Range profiles for radar scene shown in Figure 17. Steel plates with flat edges have a larger RCS due to diffraction. Rounding the edges as shown above significantly reduces the steel plate RCS by mitigating diffraction effects.

Figure 20 

Range-Doppler plots for different edge finishes of construction steel plates. Rounded edges significantly reduce the RCS of the metal plate by reducing diffraction effects. Smooth edges have less current discontinuities. Note: the same scale was used for both the figures.

6. Conclusion

77 GHz automotive radar is one of the key sensors required to develop reliable active safety systems for fully autonomous vehicles.
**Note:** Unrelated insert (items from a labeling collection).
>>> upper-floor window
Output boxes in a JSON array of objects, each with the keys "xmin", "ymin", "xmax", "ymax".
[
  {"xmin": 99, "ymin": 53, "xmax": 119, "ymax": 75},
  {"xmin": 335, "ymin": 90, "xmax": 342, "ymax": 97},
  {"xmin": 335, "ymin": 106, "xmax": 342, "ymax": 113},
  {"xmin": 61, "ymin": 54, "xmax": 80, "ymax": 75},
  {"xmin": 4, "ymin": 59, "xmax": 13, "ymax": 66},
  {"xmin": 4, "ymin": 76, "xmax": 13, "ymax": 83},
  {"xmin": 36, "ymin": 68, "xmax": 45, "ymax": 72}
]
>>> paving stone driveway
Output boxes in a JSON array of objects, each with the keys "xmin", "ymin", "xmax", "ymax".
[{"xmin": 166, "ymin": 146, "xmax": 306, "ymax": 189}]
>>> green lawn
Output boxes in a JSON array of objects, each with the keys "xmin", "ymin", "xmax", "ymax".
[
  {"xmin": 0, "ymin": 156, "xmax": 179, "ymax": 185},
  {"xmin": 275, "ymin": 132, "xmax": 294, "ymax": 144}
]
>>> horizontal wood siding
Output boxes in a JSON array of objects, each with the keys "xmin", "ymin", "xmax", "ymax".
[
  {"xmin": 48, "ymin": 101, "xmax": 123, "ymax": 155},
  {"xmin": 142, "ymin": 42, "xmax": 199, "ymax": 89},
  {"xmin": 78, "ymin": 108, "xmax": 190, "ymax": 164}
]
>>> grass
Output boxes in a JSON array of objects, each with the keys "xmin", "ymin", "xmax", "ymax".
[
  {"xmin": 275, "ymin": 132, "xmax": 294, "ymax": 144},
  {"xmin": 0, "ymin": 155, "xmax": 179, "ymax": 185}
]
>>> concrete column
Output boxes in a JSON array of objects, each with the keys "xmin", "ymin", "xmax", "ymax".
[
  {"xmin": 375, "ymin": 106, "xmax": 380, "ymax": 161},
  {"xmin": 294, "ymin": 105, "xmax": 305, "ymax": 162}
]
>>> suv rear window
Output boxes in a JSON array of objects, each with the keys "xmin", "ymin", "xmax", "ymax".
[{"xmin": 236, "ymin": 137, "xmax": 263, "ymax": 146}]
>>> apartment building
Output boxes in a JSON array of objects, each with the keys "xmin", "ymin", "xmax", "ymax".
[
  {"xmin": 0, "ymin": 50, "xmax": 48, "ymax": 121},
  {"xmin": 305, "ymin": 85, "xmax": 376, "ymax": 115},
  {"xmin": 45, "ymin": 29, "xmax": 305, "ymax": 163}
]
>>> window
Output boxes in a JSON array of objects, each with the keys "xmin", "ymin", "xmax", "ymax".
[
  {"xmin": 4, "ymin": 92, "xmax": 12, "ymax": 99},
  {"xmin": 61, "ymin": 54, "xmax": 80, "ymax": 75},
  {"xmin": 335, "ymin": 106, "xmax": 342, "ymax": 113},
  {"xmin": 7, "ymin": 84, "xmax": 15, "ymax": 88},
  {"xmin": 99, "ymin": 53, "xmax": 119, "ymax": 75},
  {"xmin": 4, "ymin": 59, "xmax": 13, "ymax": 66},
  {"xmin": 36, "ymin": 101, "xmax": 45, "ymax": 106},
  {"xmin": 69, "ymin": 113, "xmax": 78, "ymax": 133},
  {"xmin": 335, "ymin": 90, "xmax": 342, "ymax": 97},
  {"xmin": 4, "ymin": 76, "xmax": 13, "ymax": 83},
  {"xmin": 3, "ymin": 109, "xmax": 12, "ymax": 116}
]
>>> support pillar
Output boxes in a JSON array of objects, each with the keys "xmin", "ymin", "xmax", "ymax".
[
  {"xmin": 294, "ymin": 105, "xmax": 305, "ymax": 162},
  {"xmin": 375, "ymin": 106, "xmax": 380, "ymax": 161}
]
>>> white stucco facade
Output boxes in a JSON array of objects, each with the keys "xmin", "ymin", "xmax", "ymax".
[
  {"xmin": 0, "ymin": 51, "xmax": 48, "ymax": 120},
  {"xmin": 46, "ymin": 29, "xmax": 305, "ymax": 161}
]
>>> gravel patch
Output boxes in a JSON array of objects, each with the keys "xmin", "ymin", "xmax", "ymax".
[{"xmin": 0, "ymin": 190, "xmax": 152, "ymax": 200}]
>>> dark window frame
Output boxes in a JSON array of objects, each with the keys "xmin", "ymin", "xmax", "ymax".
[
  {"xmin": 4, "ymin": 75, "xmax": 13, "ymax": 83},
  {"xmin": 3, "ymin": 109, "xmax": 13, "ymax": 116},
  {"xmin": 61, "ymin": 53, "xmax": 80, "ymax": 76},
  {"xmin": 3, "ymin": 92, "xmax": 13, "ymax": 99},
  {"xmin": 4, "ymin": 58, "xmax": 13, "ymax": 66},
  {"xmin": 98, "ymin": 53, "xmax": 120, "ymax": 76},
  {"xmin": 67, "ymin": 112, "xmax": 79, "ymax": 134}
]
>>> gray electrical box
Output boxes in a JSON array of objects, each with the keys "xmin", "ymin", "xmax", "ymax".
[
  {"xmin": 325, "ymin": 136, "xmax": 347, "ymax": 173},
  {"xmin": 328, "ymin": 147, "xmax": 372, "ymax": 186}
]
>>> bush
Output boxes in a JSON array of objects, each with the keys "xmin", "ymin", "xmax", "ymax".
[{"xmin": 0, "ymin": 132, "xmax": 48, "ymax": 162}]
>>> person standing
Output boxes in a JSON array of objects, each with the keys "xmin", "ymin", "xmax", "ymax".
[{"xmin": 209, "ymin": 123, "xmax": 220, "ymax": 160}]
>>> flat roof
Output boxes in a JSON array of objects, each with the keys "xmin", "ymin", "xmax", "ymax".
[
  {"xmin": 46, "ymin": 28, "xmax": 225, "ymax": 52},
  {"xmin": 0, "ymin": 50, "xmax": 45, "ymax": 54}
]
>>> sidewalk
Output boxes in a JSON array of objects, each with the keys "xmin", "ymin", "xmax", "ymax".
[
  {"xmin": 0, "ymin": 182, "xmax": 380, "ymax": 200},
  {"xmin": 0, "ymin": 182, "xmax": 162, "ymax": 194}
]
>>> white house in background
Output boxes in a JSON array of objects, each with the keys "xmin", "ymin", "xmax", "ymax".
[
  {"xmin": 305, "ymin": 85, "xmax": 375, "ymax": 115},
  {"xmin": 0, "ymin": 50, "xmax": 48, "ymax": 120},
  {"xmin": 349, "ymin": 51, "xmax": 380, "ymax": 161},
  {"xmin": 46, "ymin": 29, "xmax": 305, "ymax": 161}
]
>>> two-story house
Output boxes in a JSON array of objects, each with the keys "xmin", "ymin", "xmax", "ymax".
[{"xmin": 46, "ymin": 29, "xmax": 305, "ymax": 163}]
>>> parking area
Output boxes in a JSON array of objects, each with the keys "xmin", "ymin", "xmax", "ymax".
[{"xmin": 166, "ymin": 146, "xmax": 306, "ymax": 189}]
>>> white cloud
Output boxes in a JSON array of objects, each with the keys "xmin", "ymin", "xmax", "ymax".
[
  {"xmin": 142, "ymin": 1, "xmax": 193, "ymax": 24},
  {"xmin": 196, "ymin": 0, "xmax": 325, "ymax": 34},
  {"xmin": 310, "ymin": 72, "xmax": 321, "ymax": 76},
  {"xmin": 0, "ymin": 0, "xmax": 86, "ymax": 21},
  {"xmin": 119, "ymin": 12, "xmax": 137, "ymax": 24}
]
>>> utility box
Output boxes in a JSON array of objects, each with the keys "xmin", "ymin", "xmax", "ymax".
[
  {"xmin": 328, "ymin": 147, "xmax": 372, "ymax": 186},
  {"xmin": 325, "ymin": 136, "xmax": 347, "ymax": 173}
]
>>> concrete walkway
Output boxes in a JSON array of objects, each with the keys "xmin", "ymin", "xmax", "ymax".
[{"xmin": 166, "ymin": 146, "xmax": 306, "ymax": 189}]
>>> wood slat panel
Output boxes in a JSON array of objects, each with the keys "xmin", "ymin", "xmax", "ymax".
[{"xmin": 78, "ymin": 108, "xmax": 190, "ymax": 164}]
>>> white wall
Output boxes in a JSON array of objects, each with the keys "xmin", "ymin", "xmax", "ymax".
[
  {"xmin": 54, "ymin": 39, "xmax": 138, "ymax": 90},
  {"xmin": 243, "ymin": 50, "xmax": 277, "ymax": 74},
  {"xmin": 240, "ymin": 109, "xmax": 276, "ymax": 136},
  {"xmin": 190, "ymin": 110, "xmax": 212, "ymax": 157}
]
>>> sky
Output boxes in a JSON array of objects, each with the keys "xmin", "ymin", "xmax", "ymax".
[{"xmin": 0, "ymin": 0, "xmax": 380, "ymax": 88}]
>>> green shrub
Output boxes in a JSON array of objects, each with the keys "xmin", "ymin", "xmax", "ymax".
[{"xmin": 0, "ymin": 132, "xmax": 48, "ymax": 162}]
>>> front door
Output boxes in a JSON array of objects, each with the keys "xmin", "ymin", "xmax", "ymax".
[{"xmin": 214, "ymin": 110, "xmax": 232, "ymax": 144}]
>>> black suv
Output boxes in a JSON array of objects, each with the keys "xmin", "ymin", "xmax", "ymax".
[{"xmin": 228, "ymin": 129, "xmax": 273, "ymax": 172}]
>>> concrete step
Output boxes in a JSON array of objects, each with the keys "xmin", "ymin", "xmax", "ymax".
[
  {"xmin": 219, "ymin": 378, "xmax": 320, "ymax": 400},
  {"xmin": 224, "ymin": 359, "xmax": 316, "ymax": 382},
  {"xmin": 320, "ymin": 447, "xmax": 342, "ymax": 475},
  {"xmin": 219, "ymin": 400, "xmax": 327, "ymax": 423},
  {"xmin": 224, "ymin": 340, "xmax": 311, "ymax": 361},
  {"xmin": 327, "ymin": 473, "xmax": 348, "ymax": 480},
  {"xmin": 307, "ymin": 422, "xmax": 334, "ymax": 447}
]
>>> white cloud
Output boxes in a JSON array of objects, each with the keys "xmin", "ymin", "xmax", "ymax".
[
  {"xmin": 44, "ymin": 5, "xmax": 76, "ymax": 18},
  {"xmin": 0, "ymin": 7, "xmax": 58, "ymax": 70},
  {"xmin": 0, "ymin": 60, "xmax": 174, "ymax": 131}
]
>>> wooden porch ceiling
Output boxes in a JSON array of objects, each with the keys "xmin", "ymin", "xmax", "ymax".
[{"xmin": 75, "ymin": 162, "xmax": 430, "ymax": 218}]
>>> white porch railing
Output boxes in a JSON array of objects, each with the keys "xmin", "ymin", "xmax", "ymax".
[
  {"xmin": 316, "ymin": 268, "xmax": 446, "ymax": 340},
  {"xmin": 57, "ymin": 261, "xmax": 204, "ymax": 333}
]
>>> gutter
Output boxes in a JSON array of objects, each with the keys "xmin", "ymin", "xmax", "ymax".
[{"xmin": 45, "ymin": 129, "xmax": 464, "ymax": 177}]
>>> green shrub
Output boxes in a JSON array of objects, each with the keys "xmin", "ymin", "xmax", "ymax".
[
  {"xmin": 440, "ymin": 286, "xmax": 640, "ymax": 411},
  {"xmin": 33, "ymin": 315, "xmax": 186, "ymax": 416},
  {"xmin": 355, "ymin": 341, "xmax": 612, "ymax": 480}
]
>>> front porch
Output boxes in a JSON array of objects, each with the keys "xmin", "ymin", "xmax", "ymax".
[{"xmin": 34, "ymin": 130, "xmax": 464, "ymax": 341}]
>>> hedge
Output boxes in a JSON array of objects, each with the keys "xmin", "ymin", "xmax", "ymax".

To demonstrate reliability, simulation has emerged as the only practical solution to reduce or eliminate cost and time constraints associated with building and testing physical prototypes. In this paper, HFSS FEM was used for antenna design, optimization, and radome effects analysis. HFSS SBR+ was then used to investigate the effects of the bumper and car-facia interaction on the antenna radiation characteristics. A full-scale radar scene was then modelled in HFSS SBR+ and analyzed. Range plots and range-Doppler plots were presented for a complex traffic scene. Two automotive radar corner cases were investigated. A technique for mitigating road-slope-induced reduced radar returns was proposed and validated. Using full physics simulations, it was demonstrated how this technique can lead to early detection of pedestrians and potentially save lives. Finally, a technique for reducing the RCS of road construction metal plates was proposed to avoid accidental automatic emergency braking due to false target detection. This work shows how an entire automotive radar workflow can be simulated to develop optimal sensors, to account for installation effects, and to investigate active safety systems corner cases.

Data Availability

The ANSYS Electronic Desktop (AEDT) files that were used to support the findings of this study are available from the corresponding author ([email protected]) upon request. Interested individuals must have HFSS SBR+ to be able to open the files. The authors retain the right to not disclose any information that may be deemed proprietary.

Conflicts of Interest

The authors declare that there are no conflicts of interest regarding the publication of this paper.